The absurdity of peer evaluate – completed with it?

What the pandemic revealed about scientific publishing

Here are a few selected excerpts from this excellent article by elementary

Mark Humphries June 3rd · 7 minutes to read

I read my umpteenth news story on Covid-19 science, a story about the latest research on how to protect indoor spaces from infection, whether cleaning surfaces or air exchange was more important. And it bothered me. Not because it was boring (which it was, of course: there are few ways to make air filters and air pumps commonplace). But because of the way science treated it.

You see, much of the research published was in the form of pre-prints, papers shared by researchers on the internet before being submitted to a scientific journal. And every mention of one of these preprints was immediately followed by the information that it had not yet been examined by experts. As if to convey to the reader that the research in it that covered the whole story was somehow less worth, less valuable, less meaningful than the research in a published article, a peer-reviewed article.

Imagine reading about the discovery of the structure of DNA with the same reluctance that we use today: “In a recent letter to the journal Nature, scientists James Watson and Francis Crick of the University of Cambridge proposed a new structure for the DNA before (not yet reviewed by experts). They claim that their “double helix” model, a spiral made of two base strands, explains decades of experimental work and provides a clear mechanism for copying genes. Their proposal relied heavily on data contained in Letters in the same edition of Nature by the teams of Rosalind Franklin (not yet peer-reviewed) and Maurice Wilkins (not yet peer-reviewed). “

Or consider this modern interpretation of a particular scientist’s annus mirabilis:
“The past year, 1905, was a remarkable year for a Mr. Einstein who, in a series of papers, put forward no less than four new theories for modern physics. His first dealt with an eagerly awaited explanation of the photoelectric effect (not yet peer-reviewed), the second on how Brownian motion arises from the collision of invisible particles (not yet peer-reviewed), the third on equivalence between masses and energy (not yet peer-reviewed) and the latest paper updates Newton’s mechanics to be more accurate (not yet peer-reviewed) for objects moving near the speed of light.

These imaginary reports are both ridiculous.

Continuing…

Pandemics don’t comfortably wait for this slow, grueling, peer-reviewed process to judge the science. Science in the time of Covid-19 had to be nimble and quick, had to show its results to the world without the layers of review and revision. We needed rapid exploration of transmission models, immunity and reinfection, public health news and effective interventions, drugs to treat symptoms, machines to assist the critically ill, and the development of radically new vaccines. Hence, pre-prints, those manuscripts that were posted on the Internet prior to peer review, became the weapon of choice. Long common in physics, pre-prints in biology and especially in medicine exploded during the pandemic.

And the media has dealt with this explosion by repeatedly pointing out that the research has not yet been peer-reviewed. Presumably, they are doing this to warn the reader that research lacks the safeguards that peer review brings. The problem with this warning is that peer review does not protect against anything.

Does it catch fraud or data manipulation? No, obviously not: peer reviewers are not omniscient, so they cannot spot fabricated data or review all the results of a laboratory to see if they simply copied and pasted data between papers. If it were, we wouldn’t have the PubPeer website crammed to the gills with people reporting potentially serious offenses in published papers, nor Retraction Watch’s endless coverage of papers so questionable that they were struck from the literature become.

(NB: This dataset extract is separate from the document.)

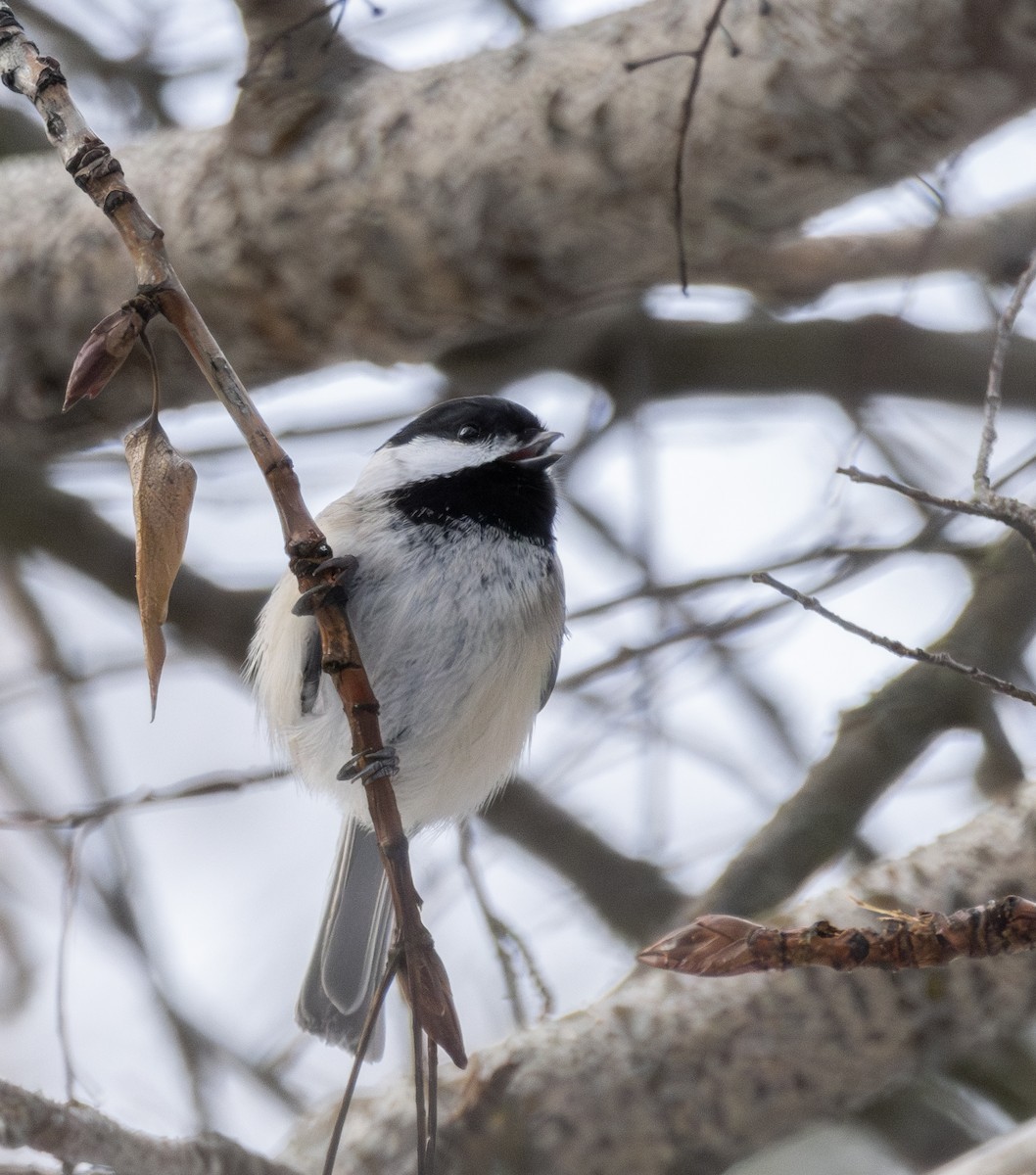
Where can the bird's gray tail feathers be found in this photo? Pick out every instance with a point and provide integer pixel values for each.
(352, 947)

And finally over. This is an excellent piece and should be read at the source in full.

For this reason, the reporting on Covid-19 research bothered me so much: Peer review is not a watchdog, is not a gold standard, and it hardly plays a role beyond gatekeeping. It’s loud, biased, moody. So it is meaningless to point out that some research has not been peer reviewed: peer reviews played no part in deciding what research was relevant in the deep history of science; and played little role in deciding which research was relevant in the ongoing history of Covid-19. The mere fact that messages were being written about the research decided it made sense: because it needed to be done. Virus genomes had to be sequenced; Vaccines need to be developed; epidemiological models have to be simulated. The coverage of Covid-19 research has shown us how badly peer reviews need peer reviews. But hey, you have to take my word for it, because this essay is unfortunately (not yet peer-reviewed).

Mark Humphries is a Computational Neuroscience researcher at the University of Nottingham, UK, and is the author of The Spike: An Epic Journey Through the Brain in 2.1 Seconds (Princeton University Press).